Regarding the interaction between tumor subtypes, TTS and prognosis, we firstly found patients with stage I TTS had a worse disease outcome when having prolonged TTS, possibly due to the relatively lower baseline recurrence risk in these patients compared to those patients with stage II or III disease. Moreover, the interaction of TTS and prognosis were also observed in HER2 positive patients and those not receive radiation treatment, indicating the possible higher proliferation activation after CNB in HER2 positive tumor and lacking of local control in patients who not treated with radiation. Interestingly, the results from several studies have provided evidence that a long interval from surgery to adjuvant chemotherapy37 or from chemotherapy to radiotherapy38 might cause a poor prognosis in certain populations. Taken together, our data support that care pathway for BC patients with short time period between biopsy and surgery is important. Neoadjuvant systemic therapy in lieu of surgery may be a reasonable option for these patients if they need a long waiting time period for surgery, such as the COVID-19 pandemic39. For example, one recent study from UK found a clinically significant impact on cancer survival if delays to the 2-week-wait cancer pathway are extensive and prolonged40. Therefore, some groups and scientific societies have made practical recommendations to try mitigating the deleterious effect of COVID-19 pandemic on cancer care. Our study will be helpful to possible BC patient selection, treatments and schedules tailored according to BC patients and tumor criteria40,41.

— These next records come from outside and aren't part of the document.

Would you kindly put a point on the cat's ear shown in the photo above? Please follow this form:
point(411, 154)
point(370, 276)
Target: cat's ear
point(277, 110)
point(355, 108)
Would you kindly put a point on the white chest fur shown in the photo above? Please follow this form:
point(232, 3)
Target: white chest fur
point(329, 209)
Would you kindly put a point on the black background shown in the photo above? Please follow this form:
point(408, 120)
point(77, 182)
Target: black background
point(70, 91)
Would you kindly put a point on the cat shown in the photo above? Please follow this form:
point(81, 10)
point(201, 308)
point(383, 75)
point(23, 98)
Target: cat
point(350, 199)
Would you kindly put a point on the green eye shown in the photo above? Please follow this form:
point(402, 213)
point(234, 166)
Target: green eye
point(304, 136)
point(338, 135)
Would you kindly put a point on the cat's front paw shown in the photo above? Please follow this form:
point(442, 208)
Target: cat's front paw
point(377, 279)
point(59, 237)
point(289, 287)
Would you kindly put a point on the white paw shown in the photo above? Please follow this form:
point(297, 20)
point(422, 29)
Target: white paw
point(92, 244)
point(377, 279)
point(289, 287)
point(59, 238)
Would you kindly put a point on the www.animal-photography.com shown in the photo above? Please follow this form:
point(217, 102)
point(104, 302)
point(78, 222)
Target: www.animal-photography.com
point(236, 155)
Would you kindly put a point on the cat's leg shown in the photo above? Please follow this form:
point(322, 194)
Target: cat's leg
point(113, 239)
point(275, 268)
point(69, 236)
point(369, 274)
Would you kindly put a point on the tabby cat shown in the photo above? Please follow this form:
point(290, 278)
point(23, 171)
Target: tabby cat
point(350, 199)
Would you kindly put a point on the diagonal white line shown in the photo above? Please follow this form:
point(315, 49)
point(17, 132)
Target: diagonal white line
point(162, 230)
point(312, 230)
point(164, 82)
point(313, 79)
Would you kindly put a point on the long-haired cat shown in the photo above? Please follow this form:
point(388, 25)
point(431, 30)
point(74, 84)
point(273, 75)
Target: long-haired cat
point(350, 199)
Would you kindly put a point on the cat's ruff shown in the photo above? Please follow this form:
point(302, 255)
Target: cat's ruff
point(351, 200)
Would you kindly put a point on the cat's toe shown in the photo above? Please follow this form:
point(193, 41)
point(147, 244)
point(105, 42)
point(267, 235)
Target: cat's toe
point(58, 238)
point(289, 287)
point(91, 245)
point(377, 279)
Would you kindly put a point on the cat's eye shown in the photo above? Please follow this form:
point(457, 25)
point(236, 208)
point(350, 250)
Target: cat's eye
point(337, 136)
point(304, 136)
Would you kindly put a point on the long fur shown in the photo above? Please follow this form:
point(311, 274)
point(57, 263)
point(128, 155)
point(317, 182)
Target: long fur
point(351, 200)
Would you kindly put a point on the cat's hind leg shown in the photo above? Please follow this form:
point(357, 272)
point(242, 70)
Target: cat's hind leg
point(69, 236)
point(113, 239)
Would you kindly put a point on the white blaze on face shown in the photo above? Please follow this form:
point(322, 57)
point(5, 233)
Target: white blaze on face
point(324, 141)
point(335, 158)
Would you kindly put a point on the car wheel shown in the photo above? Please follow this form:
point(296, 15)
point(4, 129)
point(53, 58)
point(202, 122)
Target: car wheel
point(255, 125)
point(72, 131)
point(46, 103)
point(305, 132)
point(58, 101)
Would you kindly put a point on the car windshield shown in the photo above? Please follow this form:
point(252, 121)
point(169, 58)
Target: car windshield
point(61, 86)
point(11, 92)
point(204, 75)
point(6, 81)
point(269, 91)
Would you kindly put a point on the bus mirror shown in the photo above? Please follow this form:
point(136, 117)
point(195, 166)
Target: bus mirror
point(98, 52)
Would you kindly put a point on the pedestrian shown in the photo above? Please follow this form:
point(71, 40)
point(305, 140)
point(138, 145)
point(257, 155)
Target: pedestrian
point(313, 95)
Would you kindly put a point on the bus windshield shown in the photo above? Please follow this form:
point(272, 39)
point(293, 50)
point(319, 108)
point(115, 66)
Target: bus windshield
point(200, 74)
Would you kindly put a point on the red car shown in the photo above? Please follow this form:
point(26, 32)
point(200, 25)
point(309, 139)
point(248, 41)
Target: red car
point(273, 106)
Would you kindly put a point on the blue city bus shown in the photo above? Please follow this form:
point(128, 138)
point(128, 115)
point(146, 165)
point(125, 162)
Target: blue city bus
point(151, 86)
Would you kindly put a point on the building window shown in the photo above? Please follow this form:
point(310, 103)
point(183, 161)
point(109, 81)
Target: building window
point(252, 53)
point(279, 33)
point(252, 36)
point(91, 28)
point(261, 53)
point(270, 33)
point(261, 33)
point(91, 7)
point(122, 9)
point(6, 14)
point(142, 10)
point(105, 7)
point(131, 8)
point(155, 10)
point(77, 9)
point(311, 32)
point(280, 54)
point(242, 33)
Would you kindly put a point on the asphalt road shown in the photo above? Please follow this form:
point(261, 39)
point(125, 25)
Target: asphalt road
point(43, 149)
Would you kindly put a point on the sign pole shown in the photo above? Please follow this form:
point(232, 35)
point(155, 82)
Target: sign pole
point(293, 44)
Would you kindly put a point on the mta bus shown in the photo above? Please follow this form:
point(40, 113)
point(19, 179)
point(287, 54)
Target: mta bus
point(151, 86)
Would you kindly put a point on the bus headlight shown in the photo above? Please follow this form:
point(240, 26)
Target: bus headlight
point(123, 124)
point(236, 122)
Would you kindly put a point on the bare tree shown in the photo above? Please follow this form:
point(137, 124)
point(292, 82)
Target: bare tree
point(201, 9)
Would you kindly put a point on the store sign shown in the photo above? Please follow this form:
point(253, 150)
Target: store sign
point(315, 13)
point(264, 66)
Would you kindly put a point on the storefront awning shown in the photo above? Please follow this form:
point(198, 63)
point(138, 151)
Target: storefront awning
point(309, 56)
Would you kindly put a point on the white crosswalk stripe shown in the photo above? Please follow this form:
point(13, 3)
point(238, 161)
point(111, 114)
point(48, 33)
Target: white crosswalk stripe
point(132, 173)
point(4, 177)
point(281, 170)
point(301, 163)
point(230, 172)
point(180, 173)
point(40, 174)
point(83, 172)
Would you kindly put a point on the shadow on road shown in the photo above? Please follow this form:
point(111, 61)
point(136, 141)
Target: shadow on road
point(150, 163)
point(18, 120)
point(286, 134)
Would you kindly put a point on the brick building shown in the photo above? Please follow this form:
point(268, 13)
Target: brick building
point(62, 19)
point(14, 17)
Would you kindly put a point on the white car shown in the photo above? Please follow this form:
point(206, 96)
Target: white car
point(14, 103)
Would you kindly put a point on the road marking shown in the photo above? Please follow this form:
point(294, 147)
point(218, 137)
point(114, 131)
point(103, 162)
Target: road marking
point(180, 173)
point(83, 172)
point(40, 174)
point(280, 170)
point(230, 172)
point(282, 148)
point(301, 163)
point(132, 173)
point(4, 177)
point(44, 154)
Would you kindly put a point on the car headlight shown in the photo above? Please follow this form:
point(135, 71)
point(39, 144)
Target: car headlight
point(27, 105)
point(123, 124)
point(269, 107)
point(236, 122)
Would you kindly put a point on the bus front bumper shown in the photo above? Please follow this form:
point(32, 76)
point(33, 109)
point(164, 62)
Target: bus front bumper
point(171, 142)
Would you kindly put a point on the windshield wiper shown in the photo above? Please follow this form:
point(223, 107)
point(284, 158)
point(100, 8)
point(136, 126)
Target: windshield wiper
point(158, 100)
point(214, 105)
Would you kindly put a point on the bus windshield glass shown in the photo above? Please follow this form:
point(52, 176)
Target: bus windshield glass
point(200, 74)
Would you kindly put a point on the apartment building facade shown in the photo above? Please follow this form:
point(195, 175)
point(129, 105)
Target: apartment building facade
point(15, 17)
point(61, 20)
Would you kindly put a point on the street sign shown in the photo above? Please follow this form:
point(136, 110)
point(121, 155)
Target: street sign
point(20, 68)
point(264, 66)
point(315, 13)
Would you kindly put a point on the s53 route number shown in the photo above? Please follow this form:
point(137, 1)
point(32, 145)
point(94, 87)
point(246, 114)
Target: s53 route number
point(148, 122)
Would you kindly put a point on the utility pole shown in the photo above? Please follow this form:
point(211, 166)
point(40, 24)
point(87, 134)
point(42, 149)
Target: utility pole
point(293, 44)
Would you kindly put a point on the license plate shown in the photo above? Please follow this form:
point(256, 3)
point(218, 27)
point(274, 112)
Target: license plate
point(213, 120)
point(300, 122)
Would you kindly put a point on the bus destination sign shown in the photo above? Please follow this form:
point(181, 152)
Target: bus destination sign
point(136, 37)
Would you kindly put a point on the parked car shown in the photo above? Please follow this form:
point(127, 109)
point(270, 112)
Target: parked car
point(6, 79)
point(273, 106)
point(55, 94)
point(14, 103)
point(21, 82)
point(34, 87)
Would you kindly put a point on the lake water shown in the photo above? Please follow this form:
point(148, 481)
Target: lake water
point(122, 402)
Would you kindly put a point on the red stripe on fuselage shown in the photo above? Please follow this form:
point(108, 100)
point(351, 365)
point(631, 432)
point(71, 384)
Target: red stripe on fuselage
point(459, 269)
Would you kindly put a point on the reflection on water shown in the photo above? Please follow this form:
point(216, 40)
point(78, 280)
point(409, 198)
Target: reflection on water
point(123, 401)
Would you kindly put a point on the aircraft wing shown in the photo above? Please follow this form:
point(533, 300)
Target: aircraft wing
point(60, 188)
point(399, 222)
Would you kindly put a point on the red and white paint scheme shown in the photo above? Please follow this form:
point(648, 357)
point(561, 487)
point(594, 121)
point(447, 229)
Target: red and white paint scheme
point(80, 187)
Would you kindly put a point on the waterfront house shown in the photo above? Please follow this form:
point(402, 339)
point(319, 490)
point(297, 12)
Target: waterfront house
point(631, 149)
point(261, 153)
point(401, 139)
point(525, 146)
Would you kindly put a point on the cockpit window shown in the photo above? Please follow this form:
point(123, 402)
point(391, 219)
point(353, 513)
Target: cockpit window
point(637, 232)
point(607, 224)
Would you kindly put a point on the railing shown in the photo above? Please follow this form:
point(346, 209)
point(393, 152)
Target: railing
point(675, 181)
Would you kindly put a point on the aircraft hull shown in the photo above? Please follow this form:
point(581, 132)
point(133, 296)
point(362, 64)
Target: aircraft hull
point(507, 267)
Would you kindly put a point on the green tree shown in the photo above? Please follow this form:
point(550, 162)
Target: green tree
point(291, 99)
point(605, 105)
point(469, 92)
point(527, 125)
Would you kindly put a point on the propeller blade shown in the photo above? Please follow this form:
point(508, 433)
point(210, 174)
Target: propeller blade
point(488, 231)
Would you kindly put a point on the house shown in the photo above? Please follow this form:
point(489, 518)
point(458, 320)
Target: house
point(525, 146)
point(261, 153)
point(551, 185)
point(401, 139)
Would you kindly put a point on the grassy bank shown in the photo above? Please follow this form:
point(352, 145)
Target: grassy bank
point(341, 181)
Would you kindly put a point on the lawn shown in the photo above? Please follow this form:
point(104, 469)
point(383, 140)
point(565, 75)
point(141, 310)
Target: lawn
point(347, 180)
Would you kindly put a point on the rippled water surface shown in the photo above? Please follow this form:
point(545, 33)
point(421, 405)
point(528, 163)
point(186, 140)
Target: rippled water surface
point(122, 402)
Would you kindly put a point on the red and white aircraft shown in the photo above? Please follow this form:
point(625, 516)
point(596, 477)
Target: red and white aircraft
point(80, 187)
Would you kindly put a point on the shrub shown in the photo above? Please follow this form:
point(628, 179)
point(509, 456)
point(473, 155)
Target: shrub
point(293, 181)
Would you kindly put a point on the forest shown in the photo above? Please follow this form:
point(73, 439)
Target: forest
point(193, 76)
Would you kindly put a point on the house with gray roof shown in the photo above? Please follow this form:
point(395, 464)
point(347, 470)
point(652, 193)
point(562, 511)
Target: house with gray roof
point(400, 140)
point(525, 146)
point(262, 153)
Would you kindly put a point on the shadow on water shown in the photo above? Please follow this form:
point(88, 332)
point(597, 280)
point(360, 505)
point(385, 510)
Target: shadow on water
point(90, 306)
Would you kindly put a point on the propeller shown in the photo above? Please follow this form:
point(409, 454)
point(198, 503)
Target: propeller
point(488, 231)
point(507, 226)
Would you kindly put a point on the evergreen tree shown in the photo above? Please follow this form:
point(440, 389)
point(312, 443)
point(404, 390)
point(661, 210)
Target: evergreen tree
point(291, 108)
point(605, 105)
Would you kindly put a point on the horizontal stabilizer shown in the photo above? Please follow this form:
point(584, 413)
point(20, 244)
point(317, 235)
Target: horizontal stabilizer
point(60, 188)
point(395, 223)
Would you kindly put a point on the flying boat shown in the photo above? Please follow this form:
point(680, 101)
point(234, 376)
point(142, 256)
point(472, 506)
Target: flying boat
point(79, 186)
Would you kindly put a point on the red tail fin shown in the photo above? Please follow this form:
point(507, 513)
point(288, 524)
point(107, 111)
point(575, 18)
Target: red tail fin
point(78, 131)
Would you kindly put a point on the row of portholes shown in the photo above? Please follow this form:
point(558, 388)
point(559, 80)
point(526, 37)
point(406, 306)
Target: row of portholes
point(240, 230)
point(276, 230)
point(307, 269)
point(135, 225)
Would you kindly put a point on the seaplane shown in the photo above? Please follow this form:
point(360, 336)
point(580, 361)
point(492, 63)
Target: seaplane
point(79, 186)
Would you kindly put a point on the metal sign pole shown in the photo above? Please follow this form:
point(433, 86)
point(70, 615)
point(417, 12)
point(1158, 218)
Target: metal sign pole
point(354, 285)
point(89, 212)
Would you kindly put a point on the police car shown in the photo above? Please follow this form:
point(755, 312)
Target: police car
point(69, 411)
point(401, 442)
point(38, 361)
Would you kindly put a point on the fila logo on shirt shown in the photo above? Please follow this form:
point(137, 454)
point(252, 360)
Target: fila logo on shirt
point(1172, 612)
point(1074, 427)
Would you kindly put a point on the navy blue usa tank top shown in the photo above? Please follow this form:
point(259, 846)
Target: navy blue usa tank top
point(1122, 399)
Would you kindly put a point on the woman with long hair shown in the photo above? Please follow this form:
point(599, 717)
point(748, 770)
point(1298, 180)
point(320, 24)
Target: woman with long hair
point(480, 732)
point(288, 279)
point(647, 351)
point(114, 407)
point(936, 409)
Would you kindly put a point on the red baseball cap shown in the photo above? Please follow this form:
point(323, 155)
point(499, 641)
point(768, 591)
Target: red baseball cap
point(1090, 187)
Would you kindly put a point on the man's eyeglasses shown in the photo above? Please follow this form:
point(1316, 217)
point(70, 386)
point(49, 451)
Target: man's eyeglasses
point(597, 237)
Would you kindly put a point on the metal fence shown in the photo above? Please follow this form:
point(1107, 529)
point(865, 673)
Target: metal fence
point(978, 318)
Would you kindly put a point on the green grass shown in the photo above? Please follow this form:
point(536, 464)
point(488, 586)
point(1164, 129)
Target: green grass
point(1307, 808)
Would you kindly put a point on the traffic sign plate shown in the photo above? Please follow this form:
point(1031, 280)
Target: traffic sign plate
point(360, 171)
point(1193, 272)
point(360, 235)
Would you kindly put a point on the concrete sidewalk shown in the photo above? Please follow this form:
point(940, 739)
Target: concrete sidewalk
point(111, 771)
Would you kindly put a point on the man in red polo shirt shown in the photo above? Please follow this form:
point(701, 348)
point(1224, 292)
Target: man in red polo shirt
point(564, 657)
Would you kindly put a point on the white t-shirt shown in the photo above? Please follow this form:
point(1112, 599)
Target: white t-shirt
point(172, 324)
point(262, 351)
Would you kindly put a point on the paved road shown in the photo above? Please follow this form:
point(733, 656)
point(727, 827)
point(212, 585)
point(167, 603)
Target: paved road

The retrospective analysis is a limitation of this study. However, it is difficult to conduct a randomized trial to investigate the optimal TTS. In addition, this study did not evaluate the time interval between symptom presentation and diagnosis. Finally, subgroup analysis was performed on a relatively small sample size, which was another limitation, we can’t conclude whether patients with longer surgery delay would be related with even worse disease outcome, or longer delay was positively linearly associated with worse disease outcome. Further research with more number of included patients is needed to evaluate the role of TTS in these subgroups of BC patients.

Conclusions

Our study found that BC patients with elderly age and medical comorbidities were more likely to have a prolonged interval between diagnosis and surgery initiation. Prolonged time to surgery (more than 2 weeks) after BC diagnosis was associated with poor disease outcomes, which may vary by tumor stage, molecular subtype, and radiotherapy, indicating we need to shorten the time interval between initiate diagnosis and surgery, thus to improve BC survival.